Our findings align with and in some cases surpass the results of earlier studies. For instance, Roimi et al. developed a machine learning-based model for early bacteremia detection in ICU patients and reported AUROCs of 0.89 ± 0.01 and 0.92 ± 0.02 in two medical centers [7]. Pai et al. reported AUROCs between 0.821 and 0.855 for AI-based bacteremia prediction in ICU populations [8], while Murri et al. developed a machine learning model yielding an AUROC of 0.74, indicating moderate discriminatory capacity [9].
In contrast, Choi et al. developed an AI bacteremia model with a lower AUROC of 0.754, though the model showed high sensitivity (0.917) but poor specificity (0.340), which could lead to excessive false positives and unnecessary antibiotic use [9]. Our model, by achieving both high sensitivity and specificity, strikes a more clinically useful balance, potentially avoiding both under- and over-treatment.
Importantly, our model is strain-independent and site-agnostic, meaning it can be applied regardless of the specific bacterial pathogen or source of infection. This generalizability makes it adaptable across various departments and clinical settings. Furthermore, the model is designed to be dynamic—daily clinical data can be re-inputted, allowing for real-time reassessment of bacteremia risk. This iterative use could facilitate timely therapeutic decisions, improve patient outcomes, and support antimicrobial stewardship programs by guiding judicious antibiotic use [1,7].
With increasing validation of AI in clinical practice, such models hold promise in transforming how clinicians approach infection diagnostics, especially in resource-constrained settings. By improving the precision of empirical therapy, AI can reduce unnecessary antimicrobial exposure, ultimately impacting both antimicrobial resistance trends and healthcare costs [2,7].
The integration of AI-based predictive tools like the AI-BPM in critical care workflows has the potential to revolutionize early diagnosis of bacteremia, enhance patient care, and contribute to global AMR mitigation efforts. However, multicenter validation, continuous model training with updated data, and real-time integration into hospital information systems will be essential steps for successful implementation.
This study successfully developed and externally validated an Artificial Intelligence-based Bacteremia Prediction Model (AI-BPM) using a Random Forest algorithm in a tertiary care ICU setting. The model demonstrated excellent diagnostic performance, with an AUROC of 0.93, a sensitivity of 90%, and a specificity of 100%, effectively meeting the first objective of accurately predicting the likelihood of bacteremia using clinical, laboratory, and patient history parameters.
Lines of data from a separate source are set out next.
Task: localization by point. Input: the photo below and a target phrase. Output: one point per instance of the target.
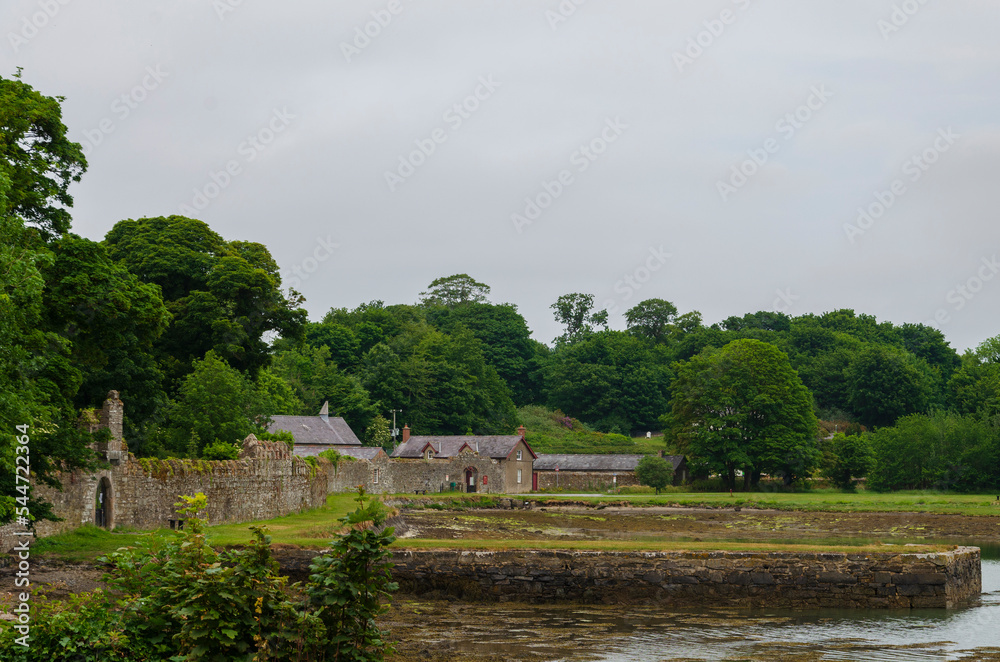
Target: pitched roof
(362, 453)
(496, 446)
(316, 430)
(578, 462)
(359, 452)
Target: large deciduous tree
(451, 291)
(224, 296)
(37, 382)
(885, 383)
(652, 318)
(744, 407)
(574, 312)
(37, 158)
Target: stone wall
(142, 493)
(438, 474)
(681, 579)
(585, 481)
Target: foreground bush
(179, 600)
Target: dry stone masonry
(689, 579)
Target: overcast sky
(717, 154)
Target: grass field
(316, 527)
(819, 500)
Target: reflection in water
(647, 634)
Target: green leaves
(744, 407)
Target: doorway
(102, 504)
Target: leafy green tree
(214, 403)
(943, 450)
(574, 312)
(988, 351)
(276, 396)
(885, 383)
(506, 342)
(744, 407)
(654, 472)
(349, 587)
(315, 379)
(224, 296)
(851, 457)
(111, 321)
(975, 388)
(345, 350)
(378, 432)
(37, 380)
(442, 382)
(36, 158)
(451, 291)
(652, 318)
(612, 380)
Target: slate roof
(359, 452)
(495, 446)
(316, 430)
(578, 462)
(362, 453)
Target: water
(874, 636)
(589, 633)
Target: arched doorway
(102, 504)
(471, 476)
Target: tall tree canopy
(37, 379)
(744, 407)
(37, 158)
(223, 296)
(451, 291)
(652, 318)
(575, 312)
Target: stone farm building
(474, 463)
(315, 434)
(595, 472)
(268, 479)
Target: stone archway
(471, 479)
(104, 504)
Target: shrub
(183, 601)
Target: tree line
(205, 344)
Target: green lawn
(819, 500)
(315, 528)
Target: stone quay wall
(585, 481)
(691, 579)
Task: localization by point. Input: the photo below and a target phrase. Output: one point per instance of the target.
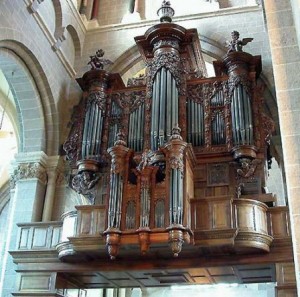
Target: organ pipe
(136, 129)
(242, 126)
(164, 113)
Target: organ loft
(173, 165)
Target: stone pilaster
(286, 63)
(28, 181)
(54, 169)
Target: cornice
(178, 19)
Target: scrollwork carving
(29, 171)
(71, 146)
(130, 100)
(84, 183)
(235, 80)
(172, 62)
(98, 98)
(268, 126)
(166, 43)
(136, 81)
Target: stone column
(286, 64)
(29, 182)
(285, 279)
(53, 170)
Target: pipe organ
(179, 157)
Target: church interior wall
(60, 51)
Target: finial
(236, 45)
(120, 138)
(176, 133)
(97, 62)
(166, 12)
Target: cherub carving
(166, 3)
(145, 160)
(97, 61)
(236, 45)
(248, 167)
(84, 182)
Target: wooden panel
(201, 216)
(221, 214)
(36, 282)
(261, 220)
(39, 240)
(165, 277)
(279, 222)
(91, 220)
(251, 215)
(24, 238)
(39, 236)
(285, 274)
(212, 213)
(245, 215)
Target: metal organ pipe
(136, 129)
(176, 197)
(92, 131)
(242, 125)
(195, 122)
(164, 113)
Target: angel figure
(236, 45)
(248, 167)
(97, 61)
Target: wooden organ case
(174, 163)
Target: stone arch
(76, 41)
(33, 97)
(59, 29)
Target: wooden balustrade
(39, 236)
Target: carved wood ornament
(186, 152)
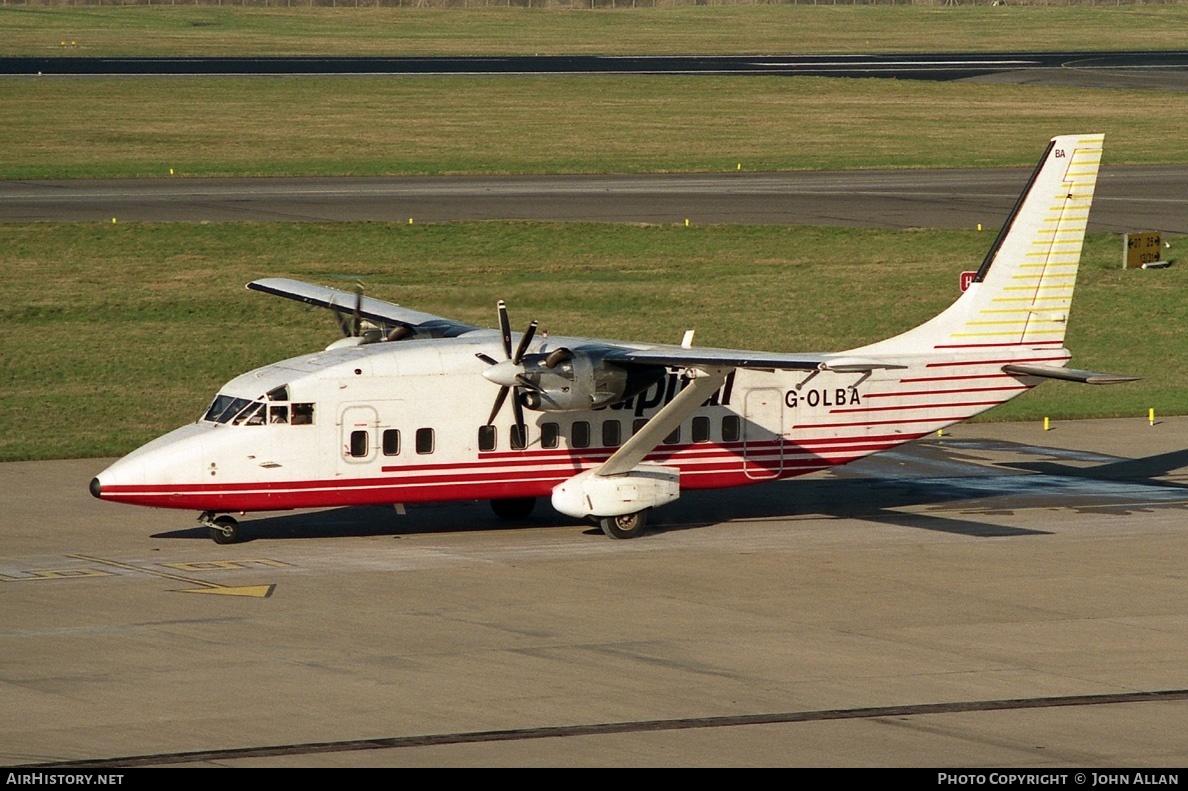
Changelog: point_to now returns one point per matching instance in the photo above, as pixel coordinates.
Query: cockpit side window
(251, 416)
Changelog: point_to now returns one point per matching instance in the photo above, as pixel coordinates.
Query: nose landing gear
(223, 530)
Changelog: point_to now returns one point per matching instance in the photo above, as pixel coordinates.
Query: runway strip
(1129, 198)
(522, 734)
In addressing the second objective, the AI model’s predictions showed strong concordance with blood culture results, reinforcing its potential role as a reliable decision-support tool for early identification of bacteremia. The findings suggest that AI-BPM can aid clinicians in timely risk stratification and guide more judicious use of empirical antibiotics, thereby supporting antimicrobial stewardship and improving patient outcomes.
Further validation in larger and multicentric cohorts is recommended to confirm its generalizability and facilitate real-world clinical integration.